2. Castelo de Himeji, Hyogo: A Garça Branca no Céu

Himeji Castle

O Castelo de Himeji, com suas paredes brancas imponentes, é um ícone do Japão feudal. Conhecido como “Castelo da Garça Branca”, sua arquitetura impressiona pela mistura de beleza e funcionalidade militar. A fortaleza, que serviu de inspiração para os castelos de “Shōgun”, exemplifica a engenharia da época, com passagens secretas e defesas multilayer. Presente em inúmeras produções cinematográficas, como “O Último Samurai”, o Castelo de Himeji não é apenas um símbolo histórico, mas também um ícone cultural, sempre presente nas grandes narrativas sobre o Japão.
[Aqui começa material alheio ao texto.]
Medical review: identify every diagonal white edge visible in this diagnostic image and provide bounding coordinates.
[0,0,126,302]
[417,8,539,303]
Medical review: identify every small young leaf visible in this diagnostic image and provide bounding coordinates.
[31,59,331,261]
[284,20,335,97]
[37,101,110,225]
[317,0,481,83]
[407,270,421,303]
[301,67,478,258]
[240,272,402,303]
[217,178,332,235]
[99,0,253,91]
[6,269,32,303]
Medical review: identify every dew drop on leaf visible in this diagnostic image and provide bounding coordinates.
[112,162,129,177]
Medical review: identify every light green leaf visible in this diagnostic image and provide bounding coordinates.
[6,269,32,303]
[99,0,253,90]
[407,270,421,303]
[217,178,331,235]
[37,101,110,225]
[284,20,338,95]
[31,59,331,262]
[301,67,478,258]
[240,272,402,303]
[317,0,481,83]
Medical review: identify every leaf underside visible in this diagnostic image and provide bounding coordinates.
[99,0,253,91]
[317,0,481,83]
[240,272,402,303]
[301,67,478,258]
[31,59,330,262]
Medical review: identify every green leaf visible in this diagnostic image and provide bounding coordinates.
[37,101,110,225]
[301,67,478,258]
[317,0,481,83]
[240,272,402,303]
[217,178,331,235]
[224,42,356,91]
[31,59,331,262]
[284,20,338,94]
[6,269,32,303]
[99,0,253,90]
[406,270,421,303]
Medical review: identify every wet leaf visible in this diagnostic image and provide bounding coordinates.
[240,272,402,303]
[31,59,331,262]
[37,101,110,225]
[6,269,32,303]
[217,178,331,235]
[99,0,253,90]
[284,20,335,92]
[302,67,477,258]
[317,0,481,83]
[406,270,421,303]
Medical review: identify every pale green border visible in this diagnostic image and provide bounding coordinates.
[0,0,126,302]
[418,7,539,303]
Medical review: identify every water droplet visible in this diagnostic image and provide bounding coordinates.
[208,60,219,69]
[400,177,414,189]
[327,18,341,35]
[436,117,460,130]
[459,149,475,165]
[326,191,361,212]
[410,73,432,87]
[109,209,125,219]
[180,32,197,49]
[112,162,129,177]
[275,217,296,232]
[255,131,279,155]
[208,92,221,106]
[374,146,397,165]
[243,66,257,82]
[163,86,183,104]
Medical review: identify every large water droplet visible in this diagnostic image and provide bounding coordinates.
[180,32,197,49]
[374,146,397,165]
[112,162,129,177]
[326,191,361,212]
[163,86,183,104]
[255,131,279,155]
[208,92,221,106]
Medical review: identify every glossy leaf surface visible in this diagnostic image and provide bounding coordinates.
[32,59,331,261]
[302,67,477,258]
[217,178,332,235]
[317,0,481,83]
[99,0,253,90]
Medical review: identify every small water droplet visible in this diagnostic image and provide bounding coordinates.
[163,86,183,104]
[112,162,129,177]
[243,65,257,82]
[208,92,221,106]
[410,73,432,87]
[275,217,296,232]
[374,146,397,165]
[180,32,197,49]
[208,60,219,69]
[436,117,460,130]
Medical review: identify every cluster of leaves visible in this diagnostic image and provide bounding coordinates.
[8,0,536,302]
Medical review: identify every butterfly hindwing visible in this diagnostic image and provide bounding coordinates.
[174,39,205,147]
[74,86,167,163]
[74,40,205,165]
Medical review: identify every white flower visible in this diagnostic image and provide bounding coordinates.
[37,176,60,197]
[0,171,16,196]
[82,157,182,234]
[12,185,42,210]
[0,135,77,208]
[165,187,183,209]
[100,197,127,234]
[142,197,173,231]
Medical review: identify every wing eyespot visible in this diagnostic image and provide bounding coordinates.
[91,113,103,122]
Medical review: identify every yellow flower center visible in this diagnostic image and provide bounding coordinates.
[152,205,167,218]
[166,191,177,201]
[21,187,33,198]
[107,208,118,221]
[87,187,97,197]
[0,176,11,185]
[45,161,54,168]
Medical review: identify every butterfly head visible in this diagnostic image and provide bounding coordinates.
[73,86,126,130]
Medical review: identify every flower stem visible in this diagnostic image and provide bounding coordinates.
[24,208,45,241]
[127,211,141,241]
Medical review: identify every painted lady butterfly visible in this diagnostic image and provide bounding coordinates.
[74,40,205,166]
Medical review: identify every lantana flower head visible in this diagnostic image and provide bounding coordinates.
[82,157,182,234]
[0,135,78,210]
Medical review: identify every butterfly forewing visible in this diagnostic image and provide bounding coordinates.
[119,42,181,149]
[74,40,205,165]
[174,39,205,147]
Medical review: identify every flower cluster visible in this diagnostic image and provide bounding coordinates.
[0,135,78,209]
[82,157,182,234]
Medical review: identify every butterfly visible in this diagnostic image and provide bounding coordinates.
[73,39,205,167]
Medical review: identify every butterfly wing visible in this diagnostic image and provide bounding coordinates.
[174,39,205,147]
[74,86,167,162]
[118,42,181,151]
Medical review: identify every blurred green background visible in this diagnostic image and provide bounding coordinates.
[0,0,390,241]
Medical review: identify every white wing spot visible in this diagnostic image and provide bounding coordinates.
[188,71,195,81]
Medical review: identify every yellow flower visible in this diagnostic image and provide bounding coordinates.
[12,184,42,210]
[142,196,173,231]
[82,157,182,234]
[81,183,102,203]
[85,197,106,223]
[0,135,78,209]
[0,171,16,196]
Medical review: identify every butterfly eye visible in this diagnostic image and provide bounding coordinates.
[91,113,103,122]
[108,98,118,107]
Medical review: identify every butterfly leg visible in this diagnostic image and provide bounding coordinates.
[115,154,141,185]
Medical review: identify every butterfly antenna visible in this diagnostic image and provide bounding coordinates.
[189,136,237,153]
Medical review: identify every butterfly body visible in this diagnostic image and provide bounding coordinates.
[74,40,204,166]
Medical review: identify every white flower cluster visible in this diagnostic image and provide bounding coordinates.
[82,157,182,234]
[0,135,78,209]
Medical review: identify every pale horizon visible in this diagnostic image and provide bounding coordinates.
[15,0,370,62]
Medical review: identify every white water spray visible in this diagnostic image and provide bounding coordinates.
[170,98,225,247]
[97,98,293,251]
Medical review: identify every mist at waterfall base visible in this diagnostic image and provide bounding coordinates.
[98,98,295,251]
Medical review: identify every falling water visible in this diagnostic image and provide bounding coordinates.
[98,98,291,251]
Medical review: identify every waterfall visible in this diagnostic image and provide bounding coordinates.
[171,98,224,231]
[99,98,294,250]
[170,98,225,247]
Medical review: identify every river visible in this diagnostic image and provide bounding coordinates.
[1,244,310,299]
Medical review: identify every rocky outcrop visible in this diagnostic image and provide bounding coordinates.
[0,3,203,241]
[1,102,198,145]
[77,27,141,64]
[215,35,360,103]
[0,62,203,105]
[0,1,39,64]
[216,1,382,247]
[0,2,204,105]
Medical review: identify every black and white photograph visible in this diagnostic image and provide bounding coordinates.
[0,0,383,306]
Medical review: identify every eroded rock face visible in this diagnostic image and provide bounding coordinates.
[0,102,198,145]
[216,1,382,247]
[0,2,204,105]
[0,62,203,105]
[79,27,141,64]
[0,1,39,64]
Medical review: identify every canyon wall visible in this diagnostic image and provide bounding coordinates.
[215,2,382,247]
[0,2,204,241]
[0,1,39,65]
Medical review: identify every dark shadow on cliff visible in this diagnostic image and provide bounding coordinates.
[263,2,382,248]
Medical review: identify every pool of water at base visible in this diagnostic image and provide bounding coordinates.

3. Castelo de Nagoya, Aichi: O Lar do Shachihoko Dourado

Nagoya Castle

Tokugawa Ieyasu, o shogun que unificou o Japão, ordenou a construção do Castelo de Nagoya. Seus muros altos e as decorações douradas são um testemunho da opulência e do poder da classe dominante da época. As figuras míticas de shachihoko (carpas com cabeça de tigre) que adornam o castelo simbolizam proteção contra incêndios e a grandiosidade do período samurai. Embora o castelo tenha sido destruído na Segunda Guerra Mundial, sua reconstrução cuidadosa permite que os visitantes vivenciem a majestade original.

4. Castelo de Matsumoto, Nagano: O Corvo Negro da Guerra

Matsumoto Castle

Conhecido como “Castelo do Corvo” por suas paredes negras, o Castelo de Matsumoto é um dos poucos castelos de planície ainda existentes no Japão. Seu design austero, com passagens secretas e uma sala de observação da lua, mostra a dualidade da vida samurai, onde a brutalidade da guerra coexistia com a apreciação da poesia e da natureza. A obra de Clavell reflete essa tensão entre guerra e paz, que é um tema central na cultura samurai.

5. Museu Edo-Tokyo, Tóquio: Onde Passado e Presente se Encontram

Edo-Tokyo Museum

Embora não seja uma fortaleza, o Museu Edo-Tokyo oferece uma visão essencial do Japão feudal e da era dos shoguns. Através de exposições interativas, o visitante pode vivenciar a vida no período Edo, quando Tóquio ainda era conhecida como Edo, o centro do poder shogunal. A série “Shōgun” explora esse período vibrante, e o museu permite que compreendamos melhor o contexto histórico que moldou essa era, repleta de intrigas políticas e mudanças culturais.

Esses cinco locais não apenas inspiraram a série “Shōgun”, mas também oferecem uma janela para a rica e complexa história dos samurais e da sociedade japonesa durante o período feudal. Para os fãs da série e os entusiastas da história, essas visitas são uma oportunidade de conectar-se diretamente com o passado que continua a influenciar as narrativas contemporâneas.